Unlike with hemophilia A and hemophilia B, the frequency of bleeding with hemophilia C is not determined by the patient’s factor level.¹An unpredictable (or inconsistent) bleeding pattern occurs in people with this disorder.^1-4 The inability to predict bleeding complicates treatment. Individuals with hemophilia C do not commonly bleed spontaneously; bleeding tends to occur after surgery or injury, especially to the mucocutaneous lining of the oral or nasal cavities and the urinary tract.

Procedures with an increased risk of bleeding include the following:

dental extractions
tonsillectomies
surgery in the urinary and genital tracts
nasal surgery
Additional clotting factor disorders, especially von Willebrand disease, or a more subtle change in hemostatic balance
Variant factor XI molecules (ie, those with a discrepancy between factor XI clotting activity compared with antigen): These variants are rare, and no correlation between mutation type and bleeding tendency has been identified.
Increased fibrinolysis at certain surgical sites

Unlike individuals with hemophilia A and hemophilia B, patients with hemophilia C do not commonly experience joint bleeds. They may, however, experience the following: bruising, nosebleeds, or blood in the urine; and for women, menorrhagia and prolonged bleeding after childbirth.^1-4Injury may cause bleeding in muscles, joints and other areas.

Diagnosis of Hemophilia C

Obtaining a detailed personal and family bleeding history of a patient is very important in the diagnosis of hemophilia C. Although this condition is found in all racial and ethnic groups, it is helpful to establish the patient’s background, as this may give an indication of the likely disorder. Various screening coagulation tests are utilized to diagnose hemophilia C, the most common being the activated partial thromboplastin time (APTT) and a FXI activity assay

Treatment of Hemophilia C

Patients with severe hemophilia C do not require treatment or prophylactic (preventive) therapy for daily activities. However, replacement therapy is required for dental extractions and surgery, and treatment options depend on the type of procedure.

Fresh frozen plasma, since FXI is not concentrated in fresh frozen plasma, a large volume of this product may be required to raise the FXI activity to a hemostatic level

Patients with severe factor XI deficiency may develop an inhibitor, as seen in hemophilia A or B. The development of an inhibitorgenerally complicates treatment options. Approximately one-third of patients with severe (<1%) FXI deficiency who use plasma product replacement therapy may develop an inhibitor. There are a few case reports describing the successful use of recombinant FVIIa in these patients; however, recombinant FVIIa should be used with caution because thrombotic complications have been reported.
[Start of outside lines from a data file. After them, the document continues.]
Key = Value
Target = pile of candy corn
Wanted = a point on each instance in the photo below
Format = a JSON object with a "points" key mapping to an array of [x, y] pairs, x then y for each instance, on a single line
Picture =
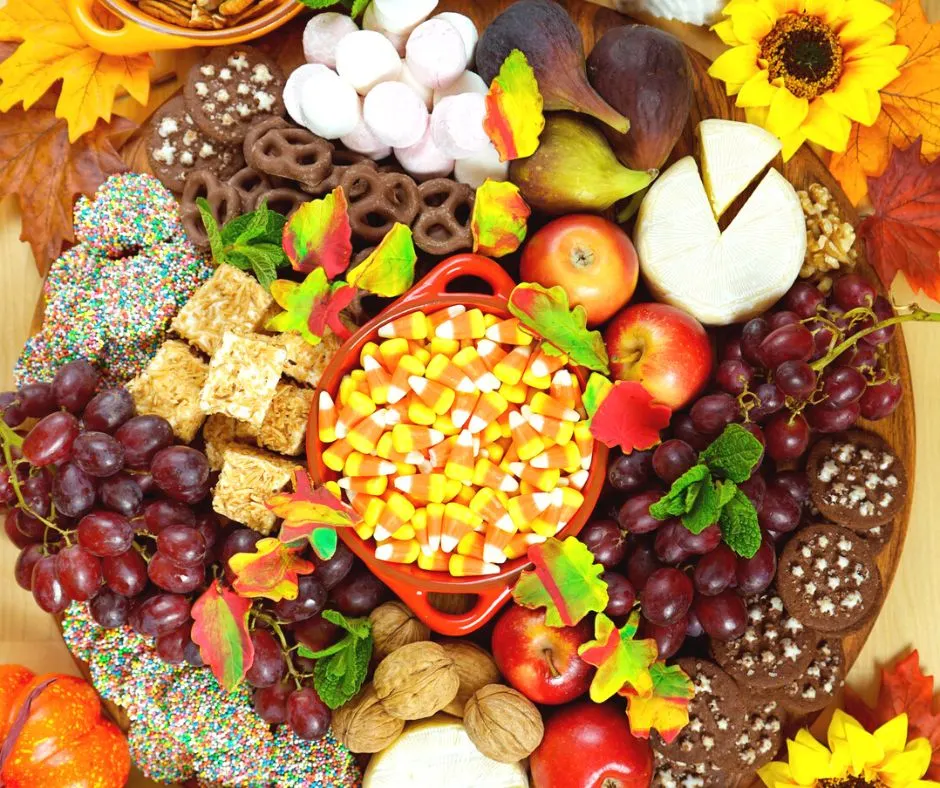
{"points": [[460, 441]]}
Antifibrinolytic agents such as epsilon aminocaproic acid (Amicar®) or tranexamic acid may be useful for treating mucocutaneous bleeding in individuals with hemophilia C.²Antifibrinolytic agents are generally not used concomitantly with FXI concentrate, because of an increased risk of thrombotic complications. They are also relatively contraindicated in treating bleeding from the urinary tract because of potential clot retention.¹ Desmopressin may be used in some cases to produce modest rises in FXI activity in partial deficiency,⁶but the evidence for efficacy is unconvincing.

Complications of Hemophilia C

The complications of hemophilia C are those primarily associated with the use of fresh frozen plasma. While today’s blood products are much safer than those of the past, transmission of hepatitis A, hepatitis C, and newly discovered blood-borne diseases remain a risk for people treated with plasma-derived products. Immunization against hepatitis A and B is recommended for all individuals with hemophilia. No vaccination currently exists for hepatitis C.